1. Binary Codes:
-- Maps each character of an alphabet Sigma to a binary string.
-- Example: Sigma = a-z and various punctuation (size 32 overall, say)
Obvious encoding: Use the 32 5-bit binary strings to encode this (a xed-length code)
2. Variable Length Encoding :
-- if some characters of Sigma are much more frequent than others, using a variable-length code.
-- Problem: With variable-length codes, not clear where one character ends + the next one begins.
-- Solution: Prex-free codes -- make sure that for every pair i , j in Sigma, neither of the encodings f (i) , f (j) is a prex of the other.
3. Codes as Trees
-- Useful fact: Binary codes <==> Binary trees
4. Prex-Free Codes as Trees
-- Goal: Best binary prex-free encoding for a given set of character frequencies.
-- Left child edges <--> "0", right child edges <--> "1"
-- For each i in Sigma , exactly one node labeled "i"
-- Encoding of i in Sigma <--> Bits along path from node to the node "i"
-- Prex-free <--> Labelled nodes = the leaves [since prefixes <--> one node an ancestor of another]
-- To decode: Repeadetly follow path from root until you hit a leaf.
-- Encoding length of i in Sigma = depth of i in tree.
5. Problem Denition
-- Input: Probability pi for each character i in Sigma.
-- Notation: If T = tree with leaves <--> symbols of Sigma , then average encoding length
L(T) = Sum(i in Sigma){ pi * [depth of i in T] }
-- Output: A binary tree T minimizing the average encoding length L(T).
6. A Greedy Approach:
-- Build tree bottom-up using successive mergers.

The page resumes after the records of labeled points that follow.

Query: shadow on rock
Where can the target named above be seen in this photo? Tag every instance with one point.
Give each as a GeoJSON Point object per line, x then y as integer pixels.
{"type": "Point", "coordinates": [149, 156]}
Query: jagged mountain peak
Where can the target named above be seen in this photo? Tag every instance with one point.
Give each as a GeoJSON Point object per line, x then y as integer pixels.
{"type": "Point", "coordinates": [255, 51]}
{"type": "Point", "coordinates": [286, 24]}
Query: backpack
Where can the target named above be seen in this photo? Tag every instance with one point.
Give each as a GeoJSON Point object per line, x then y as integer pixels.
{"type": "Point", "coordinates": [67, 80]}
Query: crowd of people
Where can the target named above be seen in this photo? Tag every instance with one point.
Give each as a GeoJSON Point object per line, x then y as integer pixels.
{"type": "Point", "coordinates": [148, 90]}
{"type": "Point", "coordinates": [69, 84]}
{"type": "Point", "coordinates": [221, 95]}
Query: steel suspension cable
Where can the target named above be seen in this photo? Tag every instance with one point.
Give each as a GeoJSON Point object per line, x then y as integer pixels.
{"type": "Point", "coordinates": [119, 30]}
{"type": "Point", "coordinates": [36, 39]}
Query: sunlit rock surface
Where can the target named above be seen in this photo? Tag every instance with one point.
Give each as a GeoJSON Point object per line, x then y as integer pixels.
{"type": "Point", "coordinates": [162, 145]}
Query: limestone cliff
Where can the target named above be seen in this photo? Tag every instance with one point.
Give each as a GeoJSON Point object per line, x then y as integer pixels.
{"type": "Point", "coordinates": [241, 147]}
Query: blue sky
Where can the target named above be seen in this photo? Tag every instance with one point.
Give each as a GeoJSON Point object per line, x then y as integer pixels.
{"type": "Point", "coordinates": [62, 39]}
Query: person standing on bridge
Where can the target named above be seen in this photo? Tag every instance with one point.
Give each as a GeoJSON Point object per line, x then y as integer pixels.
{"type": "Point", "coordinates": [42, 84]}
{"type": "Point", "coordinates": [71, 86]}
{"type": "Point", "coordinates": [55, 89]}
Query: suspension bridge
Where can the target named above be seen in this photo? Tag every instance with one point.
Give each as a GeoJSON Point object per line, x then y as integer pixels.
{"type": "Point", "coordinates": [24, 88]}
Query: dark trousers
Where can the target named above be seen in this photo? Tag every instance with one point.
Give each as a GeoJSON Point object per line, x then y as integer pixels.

-- Final encoding length of i in Sigma = # of mergers its subtree endures.
[Each merger increases encoding length of participating symbols by 1]
-- Greedy heuristic: In first iteration, merge the two symbols with the smallest frequencies. Replace symbols a , b by a new "meta-symbol" ab and the frequency Pab = Pa + Pb
-- Recusively apply the approach on less characters
7. Huffman's Algorithm:
-- If |Sigma| = 2 return A --> 0, B -->1
-- Otherwise, Let a , b in Sigma have the smallest frequencies.
-- Let Sigma' = Sigma with a , b replaced by new symbol ab.
-- Define Pab = Pa + Pb.
-- Recursively compute T' (for the alphabet Sigma')
-- Extend T' (with leaves <--> Sigma') to a tree T with leaves <--> Sigma by splitting leaf ab into two leaves a & b.
8. Correctness of Huffman's Algorithm:
-- By induction on n = |Sigma|. (Can assume n >= 2.)
-- Base case: When n = 2, algorithm outputs the optimal tree. (Needs 1 bit per symbol)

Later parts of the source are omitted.